片頭痛は人生の「1コマ」の”症状”に過ぎない 第2弾 | 頭痛 あれこれ

頭痛 あれこれ

 「慢性頭痛」は私達の日常生活を送る際の問題点に対する”危険信号”です。
 このなかで「片頭痛」は、どのようにして引き起こされるのでしょうか。
 慢性頭痛改善は、「姿勢」と「食生活」の改善がすべてであり、「健康と美容」のための第一歩です。

 女性の一生は、女性ホルモンに支配されていると言いますが、“女性の頭痛も女性ホルモンにかなり支配されています”。
  エストロゲンが急に変動することで、脳の血管や脳内物質のセロトニンに影響を及ぼして、頭痛が起こりやすくなります。
  このように、女性ホルモンのエストロゲンの影響があげられます。
 そして、女性の片頭痛は、思春期に初潮が始まる頃から出現し、更年期に入って、女性ホルモンのエストロゲンの分泌が次第に減少し、最終的に分泌の終了する老年期になって、片頭痛は消滅していきます。
 老年期では、緊張型頭痛のみになります。
 ということは、更年期以降、なお35年前後「片頭痛なし」で生活していくことになります。これ以降の生活が生死を分けることになります。
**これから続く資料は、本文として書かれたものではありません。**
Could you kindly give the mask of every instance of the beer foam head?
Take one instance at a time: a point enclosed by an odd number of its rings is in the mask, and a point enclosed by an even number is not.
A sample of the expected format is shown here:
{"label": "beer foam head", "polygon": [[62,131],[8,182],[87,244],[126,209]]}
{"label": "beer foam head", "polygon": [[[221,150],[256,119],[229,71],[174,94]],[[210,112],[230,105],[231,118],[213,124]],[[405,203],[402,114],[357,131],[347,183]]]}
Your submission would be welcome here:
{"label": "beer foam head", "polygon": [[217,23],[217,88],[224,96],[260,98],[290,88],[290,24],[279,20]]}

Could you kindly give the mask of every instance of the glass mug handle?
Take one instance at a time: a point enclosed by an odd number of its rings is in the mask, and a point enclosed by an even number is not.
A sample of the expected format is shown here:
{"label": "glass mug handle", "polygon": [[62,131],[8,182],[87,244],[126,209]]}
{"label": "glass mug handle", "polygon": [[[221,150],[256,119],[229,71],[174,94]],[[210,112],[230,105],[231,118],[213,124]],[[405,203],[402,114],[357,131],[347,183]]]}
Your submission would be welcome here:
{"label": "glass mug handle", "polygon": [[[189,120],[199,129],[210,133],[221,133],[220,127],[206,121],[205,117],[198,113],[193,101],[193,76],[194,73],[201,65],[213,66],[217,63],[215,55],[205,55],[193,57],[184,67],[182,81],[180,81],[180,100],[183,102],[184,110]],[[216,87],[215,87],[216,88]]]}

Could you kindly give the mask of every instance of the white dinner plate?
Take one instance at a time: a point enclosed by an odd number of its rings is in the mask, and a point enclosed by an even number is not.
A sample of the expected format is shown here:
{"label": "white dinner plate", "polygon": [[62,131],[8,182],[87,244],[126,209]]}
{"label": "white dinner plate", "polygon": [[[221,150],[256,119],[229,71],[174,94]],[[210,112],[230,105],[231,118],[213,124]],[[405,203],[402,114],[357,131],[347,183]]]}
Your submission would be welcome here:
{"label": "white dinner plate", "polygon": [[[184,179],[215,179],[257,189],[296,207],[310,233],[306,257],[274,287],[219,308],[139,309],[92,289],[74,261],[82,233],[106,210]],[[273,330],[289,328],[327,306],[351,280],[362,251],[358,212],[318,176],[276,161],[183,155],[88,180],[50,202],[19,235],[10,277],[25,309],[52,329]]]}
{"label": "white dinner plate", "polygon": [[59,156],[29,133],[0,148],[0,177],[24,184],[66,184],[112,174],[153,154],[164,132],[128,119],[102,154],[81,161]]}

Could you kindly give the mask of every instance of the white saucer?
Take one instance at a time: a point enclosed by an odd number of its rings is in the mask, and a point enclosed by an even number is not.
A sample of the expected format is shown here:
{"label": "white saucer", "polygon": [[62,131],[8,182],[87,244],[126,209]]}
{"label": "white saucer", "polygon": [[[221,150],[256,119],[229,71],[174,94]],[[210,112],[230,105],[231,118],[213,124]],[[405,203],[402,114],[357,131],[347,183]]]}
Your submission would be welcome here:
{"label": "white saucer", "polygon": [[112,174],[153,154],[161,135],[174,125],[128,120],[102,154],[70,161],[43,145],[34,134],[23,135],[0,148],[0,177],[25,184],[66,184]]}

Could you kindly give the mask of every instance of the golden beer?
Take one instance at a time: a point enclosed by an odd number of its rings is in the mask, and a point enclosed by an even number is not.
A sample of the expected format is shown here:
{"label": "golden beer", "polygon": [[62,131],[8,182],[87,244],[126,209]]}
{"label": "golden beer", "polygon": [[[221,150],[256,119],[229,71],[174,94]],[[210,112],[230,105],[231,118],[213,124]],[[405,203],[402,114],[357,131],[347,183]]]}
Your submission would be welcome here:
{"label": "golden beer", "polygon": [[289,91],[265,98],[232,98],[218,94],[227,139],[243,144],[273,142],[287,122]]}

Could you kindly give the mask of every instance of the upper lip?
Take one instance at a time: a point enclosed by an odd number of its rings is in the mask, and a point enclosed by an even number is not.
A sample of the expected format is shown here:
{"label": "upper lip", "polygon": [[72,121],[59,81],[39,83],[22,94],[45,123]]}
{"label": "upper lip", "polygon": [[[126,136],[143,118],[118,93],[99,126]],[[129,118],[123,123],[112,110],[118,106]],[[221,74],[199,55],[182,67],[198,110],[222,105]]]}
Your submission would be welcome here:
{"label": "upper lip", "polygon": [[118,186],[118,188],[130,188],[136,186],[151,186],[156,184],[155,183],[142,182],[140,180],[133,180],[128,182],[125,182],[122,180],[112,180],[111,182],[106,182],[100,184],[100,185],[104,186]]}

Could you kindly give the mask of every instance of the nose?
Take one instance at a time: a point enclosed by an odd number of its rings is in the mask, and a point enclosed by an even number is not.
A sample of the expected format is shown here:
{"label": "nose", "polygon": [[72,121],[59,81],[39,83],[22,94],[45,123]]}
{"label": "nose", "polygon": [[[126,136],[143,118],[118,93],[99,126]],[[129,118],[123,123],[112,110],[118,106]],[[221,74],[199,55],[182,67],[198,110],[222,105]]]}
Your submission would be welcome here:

 一方、ミトコンドリアの働きは私達が生きるためのエネルギーを産生することです。
 私達のエネルギー産生は解糖系とミトコンドリア系の2つがあり、この2つのシステムを使い分けることで、外界の様々な環境に適応して生きています。
 そして、年齢によっても以下のように変化します。

 

  ・20歳位までは、解糖系が優位
  ・20~50歳代:解糖系とミトコンドリア系の比率が1対1
   (年代により、多少の比率は変わります)
  ・40~50歳代:解糖系からミトコンドリ系への移行が強くなります。
  ・60歳代以降:ミトコンドリア系が主体

 

 ミトコンドリアのエネルギー産生は、思春期にある20歳以下では、解糖系が優位になっており、20歳から40歳の成熟期では、ミトコンドリア系と解糖系は1:1の同比率になり、更年期に入ってからはミトコンドリア系への移行が強くなり、60歳になりミトコンドリア系が主体になってきます。
  20歳から40歳の成熟期では、女性ホルモンのエストロゲンの分泌も安定し、ミトコンドリア系と解糖系は1:1の同比率になり、片頭痛発作を繰り返すことになります。
 それは、生理時と排卵期に女性ホルモンのエストロゲンの分泌が低下することによって、「脳内セロトニンが低下する」ことによって、片頭痛発作を引き起こしてきます。
 さらに、この時期では、ミトコンドリア系と解糖系は1:1の同比率になっており、解糖系が働きやすい「低酸素」「低体温」「高血糖」の環境下に置かれると、ミトコンドリア系が働かなくなって、片頭痛発作を引き起こしてきます。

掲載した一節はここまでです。